Searching by Grade Level
Our motto is "WRITE IT SO THEY CAN READ IT"

Friday, June 23, 2017

We have developed an algorithm for searching by grade level. The core concept in our algorithm is the NAGL (rhymes with bagel). NAGL stands for National Average Grade Level (at which a given concept is taught in the USA).

Every term taught in K-16 has a NAGL. By extension a document that is suitable for use in education also has a NAGL.

In our ranking algorithm, each document is assigned a NAGL based on the NAGL of the most advanced terminology in the document. The rationale is that students studying at lower grades cannot read the document, because they will not have learned the subject yet. Likewise, those studying at higher grades do not need the document, because they have already studied the subject and learned the concept and terminology. Thus the most advanced terms in the document should correspond to the specific subject under study. If not then the document is incorrectly designed as afar a instruction goes.

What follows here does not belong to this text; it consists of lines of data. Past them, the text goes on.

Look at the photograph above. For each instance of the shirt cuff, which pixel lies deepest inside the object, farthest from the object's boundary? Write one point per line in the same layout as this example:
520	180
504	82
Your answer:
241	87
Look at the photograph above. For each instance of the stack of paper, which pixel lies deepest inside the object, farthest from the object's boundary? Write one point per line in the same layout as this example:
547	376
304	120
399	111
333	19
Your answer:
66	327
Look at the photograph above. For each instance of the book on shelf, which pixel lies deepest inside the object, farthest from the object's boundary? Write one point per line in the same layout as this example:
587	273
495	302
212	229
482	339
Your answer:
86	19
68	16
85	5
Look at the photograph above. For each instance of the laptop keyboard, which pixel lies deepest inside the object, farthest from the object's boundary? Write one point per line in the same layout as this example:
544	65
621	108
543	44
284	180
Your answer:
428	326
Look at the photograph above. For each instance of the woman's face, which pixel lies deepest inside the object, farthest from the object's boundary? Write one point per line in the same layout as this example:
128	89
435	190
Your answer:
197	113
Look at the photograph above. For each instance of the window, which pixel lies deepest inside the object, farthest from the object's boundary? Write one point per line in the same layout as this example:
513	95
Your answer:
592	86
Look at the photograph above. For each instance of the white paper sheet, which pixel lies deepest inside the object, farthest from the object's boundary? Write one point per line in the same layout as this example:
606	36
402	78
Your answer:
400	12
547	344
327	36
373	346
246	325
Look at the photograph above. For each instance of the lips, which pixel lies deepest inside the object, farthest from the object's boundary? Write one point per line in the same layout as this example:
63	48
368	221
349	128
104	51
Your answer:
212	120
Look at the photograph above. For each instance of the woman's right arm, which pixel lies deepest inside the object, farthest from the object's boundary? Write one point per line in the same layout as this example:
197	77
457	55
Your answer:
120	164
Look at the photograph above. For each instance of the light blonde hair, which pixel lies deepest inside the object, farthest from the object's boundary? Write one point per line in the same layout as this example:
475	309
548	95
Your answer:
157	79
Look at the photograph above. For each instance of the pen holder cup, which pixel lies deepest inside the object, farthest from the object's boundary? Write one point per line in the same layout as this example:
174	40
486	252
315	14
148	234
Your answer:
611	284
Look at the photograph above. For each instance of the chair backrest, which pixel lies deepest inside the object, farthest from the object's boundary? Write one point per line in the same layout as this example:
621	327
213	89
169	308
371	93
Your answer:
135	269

The NAGL of each term is presently estimated based on analysis of standards of learning from a sample of states. Because the NAGL is an average, students in many cases will be studying a given terminology and subject in a grade other than the NAGL. Other data sources and approaches to estimating the NAGL can be developed, including for other countries.

The present NAGL algorithm is developed in the following steps:

  1. Inventory the core terminology taught in K-16 science.
  2. For each core term, identify the common variants that might be also used as search terms.
  3. Determine the grade level at which each core term is taught in the sample state, as specified in the state standards of learning.
  4. Average the grade levels from the sample states to get the NAGL for each core term and its variants.

The underlying assumption is that terminology and subject matter always correspond. That is, in order to learn about X one has to talk about X. More technically, we define a concept as what one has to know in order to use a term correctly. A concept is therefore a body of knowledge. In any given subject the concepts are part the core knowledge and therefore to learn a subject is to learn its terminology. In short, words embody core knowledge.